My wife sent me this message through the Line app a couple days ago, and I translated it for you exactly as she wrote it.
“It feels like an abandoned inn, but it must have been a really high-end place originally. I mean, just look at that spacious Japanese-style room with the stunning ocean view and that hot spring. ♨️ Right now, the only staff member is a woman at the front desk (not sure if she’s the owner or a volunteer), and volunteers handle everything else, from caring for the cats to cleaning the guest rooms. There’s even someone who comes all the way from Wakayama for a week every month to volunteer. It seems like they’re keeping the place running by hosting guests, all to maintain a home for the cats. It really makes you marvel at the world… so much is going on, and it shows that humans can still do good for nature and wildlife. My heart is so full. It might be a bit run-down, but to get this spectacular view plus two meals and an overnight stay for less than 10,000 yen ($50-$60 US)… I tell you, for anyone who loves cats, the ocean, and hot springs, this place is truly one of a kind. ✨✨✨”

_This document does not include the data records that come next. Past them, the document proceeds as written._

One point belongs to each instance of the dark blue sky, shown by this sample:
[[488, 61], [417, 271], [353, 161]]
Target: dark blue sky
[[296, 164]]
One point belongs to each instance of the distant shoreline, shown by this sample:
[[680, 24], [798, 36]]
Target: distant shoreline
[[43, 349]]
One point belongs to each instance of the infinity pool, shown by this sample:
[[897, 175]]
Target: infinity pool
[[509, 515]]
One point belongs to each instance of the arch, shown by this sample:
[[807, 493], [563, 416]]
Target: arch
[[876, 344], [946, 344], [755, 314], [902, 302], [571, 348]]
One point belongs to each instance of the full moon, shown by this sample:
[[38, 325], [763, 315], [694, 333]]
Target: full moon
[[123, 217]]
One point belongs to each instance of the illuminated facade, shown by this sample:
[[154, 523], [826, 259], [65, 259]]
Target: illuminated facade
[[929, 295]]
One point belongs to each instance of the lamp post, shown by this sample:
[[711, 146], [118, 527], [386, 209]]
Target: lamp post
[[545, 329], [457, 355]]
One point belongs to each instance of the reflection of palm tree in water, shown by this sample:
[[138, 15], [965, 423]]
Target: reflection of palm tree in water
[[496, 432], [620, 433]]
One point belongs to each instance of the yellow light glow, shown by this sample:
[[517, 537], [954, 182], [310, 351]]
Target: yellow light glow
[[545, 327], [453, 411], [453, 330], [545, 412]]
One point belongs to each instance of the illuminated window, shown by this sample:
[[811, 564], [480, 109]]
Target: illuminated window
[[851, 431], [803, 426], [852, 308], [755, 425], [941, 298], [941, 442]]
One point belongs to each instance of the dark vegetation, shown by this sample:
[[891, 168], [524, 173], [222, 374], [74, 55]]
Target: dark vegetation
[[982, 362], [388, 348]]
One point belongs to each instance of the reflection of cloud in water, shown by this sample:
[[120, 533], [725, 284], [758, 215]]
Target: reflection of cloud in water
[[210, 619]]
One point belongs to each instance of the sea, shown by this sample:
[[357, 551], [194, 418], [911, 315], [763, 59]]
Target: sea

She stayed for a night at the Ebisu-do Onsen Hotel Shiroi Todai. It’s located in Tokushima Prefecture, on the island of Shikoku.
It’s obvious from her note that nobody running this place is trying to get rich. The mission is to take care of the cats, and hosting guests is how they pay for it. That kind of arrangement, a business that exists to fund something else entirely, is more common in Japan than most visitors realize, especially once you get away from the cities. The hard part isn’t believing places like this exist. It’s finding them.
So here’s where I’d start. Most places like Shiroi Todai don’t show up when you search in English, and they often don’t show up on the big international booking sites either, not because anyone’s hiding them, but because nobody on staff has the time or reason to build out an English listing for forty foreign guests a year. The fix is to stop searching by place name and start searching by what you’re actually hoping for. Try a prefecture name plus the thing you care about, in Japanese if you can manage it, even if you’re feeding it through a translator first. Onsen and cats. Onsen and ocean view. You’ll be surprised what surfaces once you stop looking for hotels and start looking for stories.
Another place to look is the local tourism association for whatever town or region has caught your eye. Almost every municipality in Japan, no matter how small, has one, usually called a “kanko kyokai” (tourist association), and they tend to know about the small, family-run, slightly worn-around-the-edges places that never make it onto the review sites.
In my wife’s case, she learned about this place from a Japanese YouTube channel she follows.
And be ready for the possibility that you can’t book it the way you’d book a hotel. A lot of these places take reservations by phone, sometimes only in Japanese, which sounds like a dealbreaker until you remember that a phone call is just a translation app away, or that your hotel’s front desk will often make the call for you if you ask. That extra step is part of why these places have stayed the way they are.
And pay attention to the price. When you hear dinner, breakfast, an overnight stay, and a hot spring with an ocean view came to less than 10,000 yen, that’s not a mistake. That’s what it costs when a place isn’t trying to make money. It’s trying to stay open.
This is the conviction I keep coming back to. Tokyo, Kyoto, and Osaka aren’t going anywhere, and I’m not telling you to skip them. But there’s another Japan running quietly outside of the Golden Route, funded by people who are doing this for reasons that have nothing to do with tourism. Sometimes it’s cats. Sometimes it’s an ocean view nobody’s marketing. Either way, it’s there, and it’s more reachable than it looks.